When Trump was elected, Iranian commentators suggested that the Rouhani government could appeal to his instincts as a businessman to convince him to drop his opposition to the nuclear deal. The joke commonly made was that offering Trump the chance to develop the first international five-star hotel in Iran would change his mind about Iran. Trump’s comments during the Singapore Summit might be taken to confirm this theory.

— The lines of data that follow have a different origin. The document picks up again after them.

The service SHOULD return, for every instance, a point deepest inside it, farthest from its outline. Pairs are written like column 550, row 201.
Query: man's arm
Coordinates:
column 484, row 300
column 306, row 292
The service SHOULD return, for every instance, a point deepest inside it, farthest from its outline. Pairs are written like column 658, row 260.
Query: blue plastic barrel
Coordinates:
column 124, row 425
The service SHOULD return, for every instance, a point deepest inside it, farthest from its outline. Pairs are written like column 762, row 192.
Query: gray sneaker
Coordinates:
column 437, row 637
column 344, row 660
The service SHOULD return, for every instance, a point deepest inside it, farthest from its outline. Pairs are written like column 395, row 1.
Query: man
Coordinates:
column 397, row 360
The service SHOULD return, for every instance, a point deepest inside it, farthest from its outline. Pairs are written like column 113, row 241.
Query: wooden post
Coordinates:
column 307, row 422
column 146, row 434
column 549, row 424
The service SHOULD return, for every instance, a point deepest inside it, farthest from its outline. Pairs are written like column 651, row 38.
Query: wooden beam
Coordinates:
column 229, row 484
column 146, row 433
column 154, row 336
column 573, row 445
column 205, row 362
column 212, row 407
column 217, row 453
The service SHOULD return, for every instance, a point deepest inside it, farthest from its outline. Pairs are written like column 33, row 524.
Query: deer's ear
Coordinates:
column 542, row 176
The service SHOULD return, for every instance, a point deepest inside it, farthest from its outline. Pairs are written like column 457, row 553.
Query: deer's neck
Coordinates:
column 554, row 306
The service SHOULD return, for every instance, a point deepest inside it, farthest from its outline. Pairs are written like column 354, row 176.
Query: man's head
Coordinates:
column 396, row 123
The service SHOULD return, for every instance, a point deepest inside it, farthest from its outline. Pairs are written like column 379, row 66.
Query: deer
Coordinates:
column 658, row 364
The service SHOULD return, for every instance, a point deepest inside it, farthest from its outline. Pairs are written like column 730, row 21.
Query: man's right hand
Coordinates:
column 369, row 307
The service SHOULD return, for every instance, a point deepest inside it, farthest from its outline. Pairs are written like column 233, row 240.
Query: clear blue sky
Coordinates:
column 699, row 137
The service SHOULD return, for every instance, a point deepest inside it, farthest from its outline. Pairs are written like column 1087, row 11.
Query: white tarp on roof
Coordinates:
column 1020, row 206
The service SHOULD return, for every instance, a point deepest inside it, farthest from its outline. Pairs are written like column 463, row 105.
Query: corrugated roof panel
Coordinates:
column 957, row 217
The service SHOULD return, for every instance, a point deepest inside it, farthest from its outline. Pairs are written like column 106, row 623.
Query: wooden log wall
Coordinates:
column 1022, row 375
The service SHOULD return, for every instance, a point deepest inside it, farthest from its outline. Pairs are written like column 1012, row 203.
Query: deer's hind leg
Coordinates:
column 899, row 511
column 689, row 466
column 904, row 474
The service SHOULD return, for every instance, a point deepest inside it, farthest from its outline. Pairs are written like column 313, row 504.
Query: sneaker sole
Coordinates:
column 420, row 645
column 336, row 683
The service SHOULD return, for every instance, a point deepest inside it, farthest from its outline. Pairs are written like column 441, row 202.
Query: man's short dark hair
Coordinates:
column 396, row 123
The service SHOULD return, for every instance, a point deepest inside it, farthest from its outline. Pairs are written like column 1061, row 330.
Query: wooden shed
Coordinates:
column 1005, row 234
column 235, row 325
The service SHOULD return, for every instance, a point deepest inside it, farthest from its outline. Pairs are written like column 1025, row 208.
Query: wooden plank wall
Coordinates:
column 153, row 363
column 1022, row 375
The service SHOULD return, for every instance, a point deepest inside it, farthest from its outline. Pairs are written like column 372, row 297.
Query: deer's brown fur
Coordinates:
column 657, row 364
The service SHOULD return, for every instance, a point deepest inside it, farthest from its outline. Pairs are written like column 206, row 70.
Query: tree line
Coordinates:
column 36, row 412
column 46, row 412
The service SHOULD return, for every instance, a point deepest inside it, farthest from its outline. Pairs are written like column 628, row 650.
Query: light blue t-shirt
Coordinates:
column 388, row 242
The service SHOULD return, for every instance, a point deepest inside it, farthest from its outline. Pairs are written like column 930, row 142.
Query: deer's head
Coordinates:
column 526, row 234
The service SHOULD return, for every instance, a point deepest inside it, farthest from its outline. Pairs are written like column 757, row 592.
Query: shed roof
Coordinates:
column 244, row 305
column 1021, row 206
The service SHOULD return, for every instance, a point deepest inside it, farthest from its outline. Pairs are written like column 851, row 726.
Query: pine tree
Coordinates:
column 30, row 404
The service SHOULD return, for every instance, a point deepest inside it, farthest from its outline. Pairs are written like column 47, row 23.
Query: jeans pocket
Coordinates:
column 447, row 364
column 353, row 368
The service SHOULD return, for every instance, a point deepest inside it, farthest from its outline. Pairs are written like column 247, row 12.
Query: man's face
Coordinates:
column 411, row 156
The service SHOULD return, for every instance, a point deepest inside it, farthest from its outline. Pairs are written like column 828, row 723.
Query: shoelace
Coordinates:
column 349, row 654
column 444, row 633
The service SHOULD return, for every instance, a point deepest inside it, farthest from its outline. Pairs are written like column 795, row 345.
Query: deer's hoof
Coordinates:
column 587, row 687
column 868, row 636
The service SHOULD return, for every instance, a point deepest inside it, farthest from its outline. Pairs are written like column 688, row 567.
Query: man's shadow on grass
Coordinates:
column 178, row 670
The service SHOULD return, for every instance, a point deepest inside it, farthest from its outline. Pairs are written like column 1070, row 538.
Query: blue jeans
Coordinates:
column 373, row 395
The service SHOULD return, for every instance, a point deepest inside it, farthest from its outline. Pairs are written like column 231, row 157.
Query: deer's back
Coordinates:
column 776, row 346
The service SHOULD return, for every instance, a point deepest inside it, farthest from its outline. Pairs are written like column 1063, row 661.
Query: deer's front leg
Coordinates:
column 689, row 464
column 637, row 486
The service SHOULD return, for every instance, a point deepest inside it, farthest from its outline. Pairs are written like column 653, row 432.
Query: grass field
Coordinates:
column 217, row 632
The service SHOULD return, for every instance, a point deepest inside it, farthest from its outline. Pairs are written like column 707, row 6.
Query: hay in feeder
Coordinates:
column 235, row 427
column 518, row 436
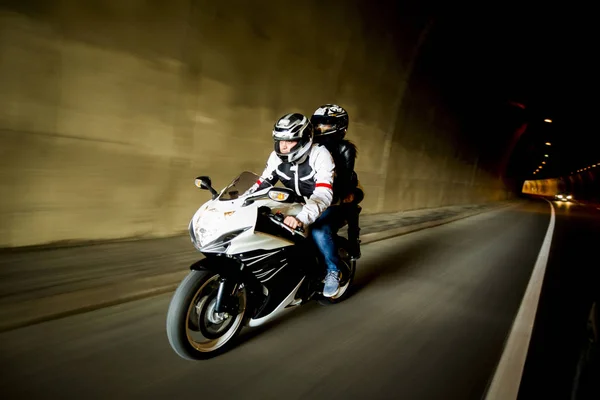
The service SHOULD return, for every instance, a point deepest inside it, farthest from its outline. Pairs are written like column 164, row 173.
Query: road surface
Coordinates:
column 428, row 320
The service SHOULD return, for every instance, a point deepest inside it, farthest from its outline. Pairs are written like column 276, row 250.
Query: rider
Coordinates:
column 330, row 123
column 308, row 169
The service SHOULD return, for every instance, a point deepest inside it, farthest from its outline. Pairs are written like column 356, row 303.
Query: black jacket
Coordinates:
column 344, row 155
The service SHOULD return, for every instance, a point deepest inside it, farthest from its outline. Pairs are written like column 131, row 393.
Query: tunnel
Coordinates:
column 111, row 109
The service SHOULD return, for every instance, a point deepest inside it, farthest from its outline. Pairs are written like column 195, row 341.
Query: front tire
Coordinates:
column 194, row 330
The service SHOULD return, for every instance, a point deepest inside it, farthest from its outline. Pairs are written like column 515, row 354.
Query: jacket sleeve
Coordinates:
column 322, row 196
column 269, row 176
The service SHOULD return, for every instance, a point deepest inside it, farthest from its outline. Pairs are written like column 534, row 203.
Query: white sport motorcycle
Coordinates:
column 255, row 267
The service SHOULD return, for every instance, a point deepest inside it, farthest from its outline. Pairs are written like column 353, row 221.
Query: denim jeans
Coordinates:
column 323, row 231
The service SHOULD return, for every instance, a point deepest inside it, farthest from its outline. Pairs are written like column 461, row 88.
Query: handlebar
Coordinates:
column 278, row 219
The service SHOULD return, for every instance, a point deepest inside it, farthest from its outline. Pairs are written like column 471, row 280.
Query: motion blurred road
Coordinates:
column 429, row 318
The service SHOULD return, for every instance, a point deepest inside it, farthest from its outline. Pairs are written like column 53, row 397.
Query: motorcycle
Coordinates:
column 254, row 268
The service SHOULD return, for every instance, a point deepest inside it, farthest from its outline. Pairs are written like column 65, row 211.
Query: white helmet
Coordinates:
column 293, row 127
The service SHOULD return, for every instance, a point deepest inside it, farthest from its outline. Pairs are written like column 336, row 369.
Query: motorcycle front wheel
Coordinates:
column 194, row 329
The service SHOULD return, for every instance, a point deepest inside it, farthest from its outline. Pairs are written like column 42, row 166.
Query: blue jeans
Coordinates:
column 323, row 231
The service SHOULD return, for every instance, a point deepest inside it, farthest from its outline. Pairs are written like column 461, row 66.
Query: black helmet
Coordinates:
column 293, row 127
column 330, row 121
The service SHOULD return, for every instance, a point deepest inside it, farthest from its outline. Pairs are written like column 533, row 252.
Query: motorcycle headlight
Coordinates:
column 221, row 243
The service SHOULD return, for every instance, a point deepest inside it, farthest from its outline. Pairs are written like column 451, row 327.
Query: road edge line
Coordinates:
column 507, row 376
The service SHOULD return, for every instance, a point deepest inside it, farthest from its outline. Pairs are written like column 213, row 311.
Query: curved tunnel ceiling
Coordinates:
column 546, row 65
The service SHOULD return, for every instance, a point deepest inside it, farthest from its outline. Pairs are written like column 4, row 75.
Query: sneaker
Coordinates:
column 332, row 284
column 354, row 249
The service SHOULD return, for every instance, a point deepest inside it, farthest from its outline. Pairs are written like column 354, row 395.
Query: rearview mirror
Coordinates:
column 203, row 182
column 283, row 195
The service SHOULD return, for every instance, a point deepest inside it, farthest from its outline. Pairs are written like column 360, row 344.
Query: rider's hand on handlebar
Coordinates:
column 292, row 222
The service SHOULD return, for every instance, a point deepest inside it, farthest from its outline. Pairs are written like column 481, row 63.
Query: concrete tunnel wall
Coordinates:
column 109, row 109
column 583, row 186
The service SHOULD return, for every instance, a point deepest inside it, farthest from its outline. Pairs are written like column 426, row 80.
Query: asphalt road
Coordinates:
column 428, row 320
column 571, row 284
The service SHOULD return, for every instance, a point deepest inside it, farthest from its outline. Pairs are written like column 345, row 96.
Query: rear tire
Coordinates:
column 191, row 312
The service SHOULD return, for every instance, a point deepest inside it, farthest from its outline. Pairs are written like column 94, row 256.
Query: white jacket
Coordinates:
column 310, row 177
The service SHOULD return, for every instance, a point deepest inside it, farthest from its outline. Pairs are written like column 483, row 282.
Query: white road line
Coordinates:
column 507, row 377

But the more important lesson of the summit is what it tells us about the limits of Iranian leverage. Even if Iran obtains a nuclear deterrent, it would always find itself in a more vulnerable negotiating position than North Korea. Given Iran’s level of economic development and the realities of its electoral politics, securing foreign trade and investment will remain a true imperative for the country’s political establishment. Although Trump might be convinced to offer economic incentives in any improbable return by Iran to the negotiating table, the experience of the JCPOA shows that the combination of political and economic promises introduces a fundamental vulnerability to any negotiated agreement, one that not even a nuclear deterrent can outweigh.